One of Kubernetes’ big selling points is that each Pod has its own network address. This makes the Pod behave a bit like a VM, and frees developers from worrying about pesky things like port conflicts. It’s a property of Kubernetes that makes things easier for developers and operators, and has been credited as one of the design features that made it so popular as a container orchestrator. Google Kubernetes Engine (GKE) additionally adopts a flat network structure for all clusters in a VPC, which means that each Pod in each cluster has its own IP in the VPC and can communicate with Pods in other clusters directly (without needing NAT), a useful property which enables advanced features like container-native load balancing.
While this addressing layout has many advantages, the trade-off is that you can consume IPs rather quickly. With every Pod in every cluster being allocated IPs on the same VPC, and allowing space in those ranges for expansion, IPs get used very fast. IPv6 has long been proposed as the industry-wide solution to all these problems, and one day that will no doubt be true, but GKE doesn’t support single-stack IPv6 for Pod addressing, and not everyone is ready to drop IPv4 in any case, so how do you solve this problem with IPv4 ranges today?
In my travels as a product manager on GKE, the best solution I have seen is to use a non-RFC1918 IP range for Pods. While there are alternative approaches to solving this problem, what follows is the specific solution I have seen deployed successfully by multiple customers on GKE. Let’s take a closer look.

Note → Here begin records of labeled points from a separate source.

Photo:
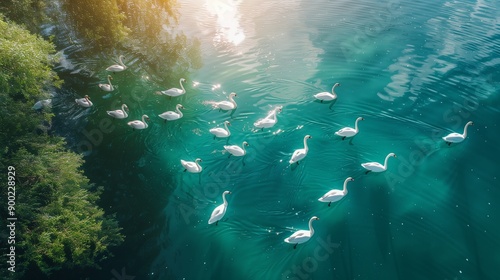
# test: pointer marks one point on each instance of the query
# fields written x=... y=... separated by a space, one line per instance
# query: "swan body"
x=326 y=96
x=174 y=92
x=192 y=166
x=219 y=211
x=335 y=195
x=171 y=115
x=300 y=154
x=119 y=114
x=139 y=124
x=268 y=121
x=108 y=86
x=457 y=137
x=236 y=150
x=302 y=236
x=349 y=131
x=84 y=102
x=377 y=167
x=42 y=103
x=117 y=67
x=221 y=132
x=227 y=105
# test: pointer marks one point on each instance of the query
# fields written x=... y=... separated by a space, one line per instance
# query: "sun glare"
x=228 y=21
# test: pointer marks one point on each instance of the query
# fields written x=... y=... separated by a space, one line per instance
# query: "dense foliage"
x=59 y=224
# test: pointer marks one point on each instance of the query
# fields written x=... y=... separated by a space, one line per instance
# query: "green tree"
x=59 y=224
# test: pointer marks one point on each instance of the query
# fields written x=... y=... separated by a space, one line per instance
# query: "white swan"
x=300 y=154
x=42 y=103
x=174 y=92
x=302 y=236
x=236 y=150
x=227 y=105
x=117 y=67
x=377 y=167
x=219 y=211
x=171 y=115
x=457 y=137
x=221 y=132
x=84 y=102
x=108 y=86
x=326 y=96
x=119 y=114
x=349 y=131
x=270 y=120
x=335 y=195
x=192 y=166
x=139 y=124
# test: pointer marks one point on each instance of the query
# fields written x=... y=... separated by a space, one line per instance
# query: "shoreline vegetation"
x=60 y=226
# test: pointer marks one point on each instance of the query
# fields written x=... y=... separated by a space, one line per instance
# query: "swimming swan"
x=171 y=115
x=301 y=236
x=349 y=131
x=326 y=96
x=139 y=124
x=335 y=195
x=84 y=102
x=300 y=154
x=377 y=167
x=221 y=132
x=457 y=137
x=236 y=150
x=219 y=211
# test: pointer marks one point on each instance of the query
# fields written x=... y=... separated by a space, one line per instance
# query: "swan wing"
x=116 y=68
x=298 y=155
x=332 y=196
x=235 y=150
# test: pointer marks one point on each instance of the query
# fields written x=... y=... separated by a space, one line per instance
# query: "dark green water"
x=415 y=70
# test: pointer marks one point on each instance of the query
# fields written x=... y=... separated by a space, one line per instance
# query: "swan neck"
x=465 y=130
x=311 y=229
x=182 y=86
x=386 y=160
x=305 y=144
x=224 y=198
x=345 y=185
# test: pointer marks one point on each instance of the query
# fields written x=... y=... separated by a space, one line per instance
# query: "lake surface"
x=414 y=70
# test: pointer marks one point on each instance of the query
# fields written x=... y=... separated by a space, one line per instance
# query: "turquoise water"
x=415 y=70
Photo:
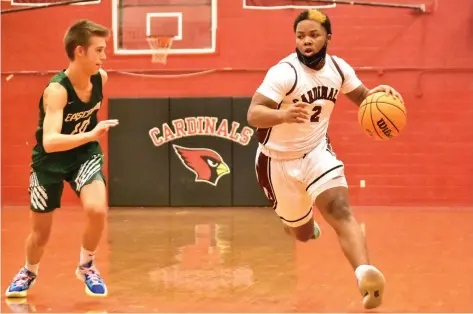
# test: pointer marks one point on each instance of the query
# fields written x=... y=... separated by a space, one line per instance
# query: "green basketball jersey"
x=78 y=117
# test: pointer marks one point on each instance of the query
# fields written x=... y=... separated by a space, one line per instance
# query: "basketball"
x=382 y=116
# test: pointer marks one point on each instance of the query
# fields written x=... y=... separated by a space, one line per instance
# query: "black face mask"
x=314 y=60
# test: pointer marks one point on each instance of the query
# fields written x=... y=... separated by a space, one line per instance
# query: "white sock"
x=86 y=256
x=360 y=270
x=32 y=268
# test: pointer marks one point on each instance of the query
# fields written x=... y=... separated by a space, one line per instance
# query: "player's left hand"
x=386 y=89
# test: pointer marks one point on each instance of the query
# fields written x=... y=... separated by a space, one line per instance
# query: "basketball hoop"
x=160 y=46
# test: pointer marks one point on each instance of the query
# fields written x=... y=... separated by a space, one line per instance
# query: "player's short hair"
x=79 y=34
x=314 y=15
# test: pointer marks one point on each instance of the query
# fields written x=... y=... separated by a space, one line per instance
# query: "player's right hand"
x=298 y=113
x=102 y=127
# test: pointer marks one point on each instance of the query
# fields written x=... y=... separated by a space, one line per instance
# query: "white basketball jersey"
x=290 y=82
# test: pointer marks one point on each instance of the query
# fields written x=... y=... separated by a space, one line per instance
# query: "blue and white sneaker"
x=94 y=284
x=21 y=283
x=20 y=305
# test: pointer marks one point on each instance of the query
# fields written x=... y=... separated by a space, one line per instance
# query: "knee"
x=40 y=236
x=96 y=211
x=339 y=208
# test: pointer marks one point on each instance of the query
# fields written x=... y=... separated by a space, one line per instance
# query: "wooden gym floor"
x=240 y=260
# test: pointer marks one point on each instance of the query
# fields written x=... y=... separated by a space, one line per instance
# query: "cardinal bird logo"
x=207 y=165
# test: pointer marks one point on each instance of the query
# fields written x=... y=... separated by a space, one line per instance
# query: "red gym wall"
x=428 y=58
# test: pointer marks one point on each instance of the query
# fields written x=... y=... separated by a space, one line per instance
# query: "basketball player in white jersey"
x=295 y=164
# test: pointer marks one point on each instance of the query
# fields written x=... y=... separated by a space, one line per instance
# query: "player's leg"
x=288 y=198
x=89 y=184
x=45 y=197
x=329 y=190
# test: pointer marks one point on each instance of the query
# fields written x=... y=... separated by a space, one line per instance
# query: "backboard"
x=193 y=25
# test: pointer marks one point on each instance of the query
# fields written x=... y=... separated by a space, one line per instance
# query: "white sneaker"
x=317 y=231
x=371 y=286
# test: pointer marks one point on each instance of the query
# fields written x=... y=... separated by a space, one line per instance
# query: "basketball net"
x=160 y=47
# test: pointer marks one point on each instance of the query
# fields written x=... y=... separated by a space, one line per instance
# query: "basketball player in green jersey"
x=67 y=149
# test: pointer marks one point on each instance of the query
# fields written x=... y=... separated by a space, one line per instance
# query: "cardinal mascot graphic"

Have your 10.0.0.0/8 space utilization and eat it too
Most GKE clusters are created with the nodes in RFC1918 space, specifically 10.0.0.0/8. Did you know that you can still have all the benefits of a flat network structure like container-native addressing while preserving your 10.0.0.0/8 space utilization? The solution is to keep nodes in that CIDR range and to allocate just the Pod ranges (which use by far the most IPs) out of a larger non-RFC 1918 private address ranges like 100.64.0.0/10 or 240.0.0.0/4. Google Cloud VPC has native support for these other ranges, so within Google Cloud and between Pods in different clusters everything “just works.” You can for example connect to services like Cloud SQL, and between Pods in different clusters.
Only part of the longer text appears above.